For more information about optimizing performance, see Tune task and plan performance in Puppet Enterprise (PE).

System Requirements

To support environments with more than 10,000 nodes, your Comply installation needs a total of at least 16GB of memory and 100GB of storage space available.

Configuration and Tuning

Data Retention

Puppet Comply defaults to retaining all historical scan data, this configuration is not recommended when scanning large numbers of nodes. You should enable the "Enable data retention policy" configuration option and set the "Scan data retention period in weeks" value to the minimum number of weeks required by your organization.

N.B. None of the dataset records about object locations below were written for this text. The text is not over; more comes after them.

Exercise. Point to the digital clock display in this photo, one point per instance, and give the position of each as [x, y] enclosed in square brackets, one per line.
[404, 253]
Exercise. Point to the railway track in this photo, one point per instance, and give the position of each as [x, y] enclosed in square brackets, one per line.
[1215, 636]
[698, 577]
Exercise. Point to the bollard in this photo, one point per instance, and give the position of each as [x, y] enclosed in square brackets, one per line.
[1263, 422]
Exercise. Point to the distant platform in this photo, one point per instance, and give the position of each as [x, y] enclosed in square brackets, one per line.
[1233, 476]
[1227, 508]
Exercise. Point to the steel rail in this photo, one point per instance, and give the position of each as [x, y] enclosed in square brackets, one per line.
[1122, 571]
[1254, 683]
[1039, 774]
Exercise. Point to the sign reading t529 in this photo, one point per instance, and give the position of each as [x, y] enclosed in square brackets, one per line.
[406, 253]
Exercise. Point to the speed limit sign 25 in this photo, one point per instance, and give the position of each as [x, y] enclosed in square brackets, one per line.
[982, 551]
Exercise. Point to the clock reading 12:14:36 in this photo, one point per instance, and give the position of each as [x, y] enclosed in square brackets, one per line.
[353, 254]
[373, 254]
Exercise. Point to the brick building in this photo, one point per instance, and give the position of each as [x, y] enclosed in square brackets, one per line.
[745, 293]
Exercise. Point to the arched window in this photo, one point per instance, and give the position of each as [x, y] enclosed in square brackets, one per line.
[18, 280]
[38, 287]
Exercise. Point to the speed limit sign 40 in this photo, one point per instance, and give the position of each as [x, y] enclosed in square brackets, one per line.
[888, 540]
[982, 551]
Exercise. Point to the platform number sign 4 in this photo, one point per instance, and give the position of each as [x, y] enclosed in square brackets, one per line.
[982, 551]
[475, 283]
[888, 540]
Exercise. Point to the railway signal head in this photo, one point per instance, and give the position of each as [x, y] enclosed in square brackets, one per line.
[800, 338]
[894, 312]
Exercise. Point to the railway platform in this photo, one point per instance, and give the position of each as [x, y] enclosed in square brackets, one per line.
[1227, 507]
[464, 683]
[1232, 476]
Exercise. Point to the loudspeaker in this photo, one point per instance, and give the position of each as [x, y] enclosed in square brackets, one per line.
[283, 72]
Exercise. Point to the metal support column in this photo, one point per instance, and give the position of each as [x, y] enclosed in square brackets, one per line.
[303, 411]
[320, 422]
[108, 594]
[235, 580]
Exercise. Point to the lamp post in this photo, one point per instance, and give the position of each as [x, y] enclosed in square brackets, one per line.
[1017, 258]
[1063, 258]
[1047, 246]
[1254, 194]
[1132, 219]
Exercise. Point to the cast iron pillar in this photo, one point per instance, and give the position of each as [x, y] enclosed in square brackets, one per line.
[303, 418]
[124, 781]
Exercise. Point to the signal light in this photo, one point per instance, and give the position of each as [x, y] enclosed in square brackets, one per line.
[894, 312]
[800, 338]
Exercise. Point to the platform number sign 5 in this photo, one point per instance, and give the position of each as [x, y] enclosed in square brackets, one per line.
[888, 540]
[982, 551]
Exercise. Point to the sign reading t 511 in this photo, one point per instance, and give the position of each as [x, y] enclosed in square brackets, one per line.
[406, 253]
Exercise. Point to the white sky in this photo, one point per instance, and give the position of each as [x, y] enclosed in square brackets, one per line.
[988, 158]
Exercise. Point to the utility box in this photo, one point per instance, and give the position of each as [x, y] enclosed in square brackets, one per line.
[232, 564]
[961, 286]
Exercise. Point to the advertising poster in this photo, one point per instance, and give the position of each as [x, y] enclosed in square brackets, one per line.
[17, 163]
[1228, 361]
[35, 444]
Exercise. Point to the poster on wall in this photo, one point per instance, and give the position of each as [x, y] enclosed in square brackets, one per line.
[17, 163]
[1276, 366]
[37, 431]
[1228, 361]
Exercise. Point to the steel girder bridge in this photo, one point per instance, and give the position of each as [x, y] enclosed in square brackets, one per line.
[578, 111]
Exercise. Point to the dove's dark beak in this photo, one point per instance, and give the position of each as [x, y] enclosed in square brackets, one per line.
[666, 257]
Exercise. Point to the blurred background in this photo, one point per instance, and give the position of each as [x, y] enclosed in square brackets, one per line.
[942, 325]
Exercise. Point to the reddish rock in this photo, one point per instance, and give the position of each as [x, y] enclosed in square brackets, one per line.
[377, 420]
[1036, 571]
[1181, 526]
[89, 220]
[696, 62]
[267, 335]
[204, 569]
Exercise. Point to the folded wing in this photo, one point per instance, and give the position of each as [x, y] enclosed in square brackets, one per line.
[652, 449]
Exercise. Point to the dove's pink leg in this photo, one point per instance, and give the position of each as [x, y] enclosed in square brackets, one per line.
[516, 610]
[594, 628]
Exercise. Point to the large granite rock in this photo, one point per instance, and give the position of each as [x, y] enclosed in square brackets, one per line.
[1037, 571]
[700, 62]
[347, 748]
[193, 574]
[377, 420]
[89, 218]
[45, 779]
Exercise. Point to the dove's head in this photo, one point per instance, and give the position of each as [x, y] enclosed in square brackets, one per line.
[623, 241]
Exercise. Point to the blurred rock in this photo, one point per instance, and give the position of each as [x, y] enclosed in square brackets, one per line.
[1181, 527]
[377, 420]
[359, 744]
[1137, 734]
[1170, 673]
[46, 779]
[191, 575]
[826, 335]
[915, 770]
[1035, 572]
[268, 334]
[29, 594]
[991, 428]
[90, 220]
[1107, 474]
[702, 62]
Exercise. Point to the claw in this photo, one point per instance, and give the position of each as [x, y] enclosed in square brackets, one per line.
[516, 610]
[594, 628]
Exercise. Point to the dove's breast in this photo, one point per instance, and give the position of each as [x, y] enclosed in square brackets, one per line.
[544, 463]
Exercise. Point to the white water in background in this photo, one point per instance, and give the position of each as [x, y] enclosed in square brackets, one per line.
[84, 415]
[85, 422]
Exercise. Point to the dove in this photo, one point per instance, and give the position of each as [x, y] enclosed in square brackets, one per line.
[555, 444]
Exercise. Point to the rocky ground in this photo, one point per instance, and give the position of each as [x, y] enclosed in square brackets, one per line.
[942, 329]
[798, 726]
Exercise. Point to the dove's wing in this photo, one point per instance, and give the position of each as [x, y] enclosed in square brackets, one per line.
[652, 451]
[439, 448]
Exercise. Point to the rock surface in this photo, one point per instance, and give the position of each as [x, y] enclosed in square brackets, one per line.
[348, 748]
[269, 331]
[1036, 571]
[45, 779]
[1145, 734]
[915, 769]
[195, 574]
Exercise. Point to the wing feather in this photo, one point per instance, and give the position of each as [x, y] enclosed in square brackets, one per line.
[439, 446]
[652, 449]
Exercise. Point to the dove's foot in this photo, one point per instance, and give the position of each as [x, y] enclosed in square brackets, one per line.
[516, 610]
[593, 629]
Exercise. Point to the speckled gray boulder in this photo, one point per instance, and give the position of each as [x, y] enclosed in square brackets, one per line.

Depending on your node count, scan frequency, and desired retention period, you may need to adjust the "Comply PostgreSQL capacity" and "Comply PostgreSQL memory" values under the "Additional Support" configuration section as well. See the table below for recommended values based on certain landmark node counts. Note that these values assume one scan per week and the default data retention period of 14 weeks.

1,000 nodes

PostgreSQL Capacity = Default, PostgreSQL Memory = Default

10,000 nodes

PostgreSQL Capacity = 25Gi, PostgreSQL Memory = Default

50,000 nodes

PostgreSQL Capacity = 75Gi, PostgreSQL Memory = 4Gi

75,000 nodes

PostgreSQL Capacity = 105Gi, PostgreSQL Memory = 8Gi

100,000 nodes

PostgreSQL Capacity = 135Gi, PostgreSQL Memory = 12Gi

General rule of thumb is, add 6Gi to PostgreSQL Capacity for each additional 5,000 nodes. For longer retention periods, divide calculated storage requirement by default retention period (14) to determine per week storage requirement and then multiply by desired retention period.

Note: Comply PostgreSQL capacity cannot be modified after initial installation without contacting Puppet support.